This project requires the implementation of three join operators: nested-loop join (NLJ), hash join (HJ), and symmetric hash join (SHJ). These algorithms have been discussed extensively in class and are also well-explained in the textbook. We implement only in-memory versions of these operators, i.e., we assume that there is enough memory to store both children of the join operator in in-memory data structures. With the join operator, it is possible to run all the SQL queries supported by our reduced query language, as long as each operator in the plan can be evaluated in memory. Essentially, the output of this phase is an in-memory database server.
Nested-Loop Join (NLJ)
Implement the GetNext method from the Join relational operator.
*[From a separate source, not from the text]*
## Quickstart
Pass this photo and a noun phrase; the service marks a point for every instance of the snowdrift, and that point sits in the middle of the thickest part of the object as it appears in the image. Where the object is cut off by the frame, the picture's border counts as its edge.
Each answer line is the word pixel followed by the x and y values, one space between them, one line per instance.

You have to implement the nested-loops algorithm, with one of the relations fitting entirely in memory. There are two phases. In the build phase, one of the child relations – preferably the smaller – is read entirely in memory and stored in a list data structure, e.g., TwoWayList. In the probe phase, the other child relation is read one tuple-at-a-time. For every tuple, an iteration is executed over the stored list and the matching records are produced, one-at-a-time. This method is the most general form of join since it supports any join predicate—not only equi-join. In order to find matching records, method Run from CNF has to be invoked with the two records, one from each relation. Since join records are produced one-at-a-time, you have to be careful how you manage the iteration for every probing record.
Hash Join (HJ)
All the hash algorithms work only for equality conditions. In the case of the join operator, this means equi-join. The HJ algorithm follows closely NLJ. The main difference is that a multi-map is used instead of a list. For this purpose, both EfficientMap and InefficientMap work. In the build phase, one of the child relations – preferably the smaller – is read entirely in memory and stored in the multi-map, i.e., call Insert for every record. The key of the multi-map is the Record, while the data can be anything—you can use a dummy SwapInt, for example. In order to have Insert work properly, you have to set the OrderMaker in the Record before the operation. You have to create an OrderMaker for each child of the join. The OrderMaker contains the attributes that participate in join predicates. You have to identify them from the CNF condition. Method GetSortOrders from CNF does exactly that for you. Remember that you want to create the OrderMaker objects only once, when the Join operator is created, not in GetNext. In the probe phase, the other child relation is read one record-at-a-time. For every record, method IsThere is invoked on the multi-map—remember to set the OrderMaker in the Record first. In the case of a positive return value, you Remove the Record from the multi-map and store it in a list, e.g., TwoWayList. You repeat this process until no more matching records are found, i.e., IsThere returns false or 0. Since join records are produced one-at-a-time, you have to be careful how you manage the iteration for every probing record. A join record is obtained by appending the two records that match, i.e., method AppendRecords from class Record. You iterate over the list and return a record each time. When the iteration is at the end of the list, you re-insert the records from the list into the multi-map and retrieve the next record from the child operator with GetNext.
Symmetric Hash Join (SHJ)
This operator is a non-blocking version of HJ. GetNext is called alternatively for the two children operators of the join. This can be done for a single record on each side, or for a few, e.g., 10 or 100. I suggest you do it for 10 records. This means you get 10 records from the left child, then you get 10 from the right child, then from the left, and so on. In this case, you have two multi-maps—one for each child. Whenever you retrieve a Record from a child, you perform exactly the same procedure as in the probe phase of HJ. When you have finished returning all the joined records, you Insert the retrieved record into its corresponding multi-map. Then, you invoke GetNext for the corresponding child. You see a difference between HJ and SHJ in the order in which join records are produced and in the delay at which they are produced.
Implementation
The implementation is confined to the GetNext method in the Join operator—the only method remaining to implement. The Join operator works as follows. It has to determine which of the three algorithms to perform—NLJ, HJ, or SHJ? The decision to execute NLJ is simple: if there is any inequality condition in the join predicate, i.e., the CNF, then NLJ is the only alternative. For this, you have to inspect the CNF comparisons. If there are only equi-joins, you use HJ or SHJ. By default, you use HJ. When the number of records in both children of the join operator is larger than 1000, you use SHJ. Of course, you cannot know exactly how many records a child produces. However, you estimated this number in your query optimizer. You use this estimate to take the decision between HJ and SHJ.
Requirements
1. Implement the GetNext method for the Join operator to include the three join algorithms and the logic to choose between them. You may want to implement each join algorithm in a separate class with your choice of API. This allows a nice separation of the code.
2. Execute the queries provided with this stage of the project over the TPC-H data you generated and loaded in Phase 3 of the project.
3. For correctness and performance analysis, compare the results you obtain with the results generatedby some other database server, e.g., SQLite.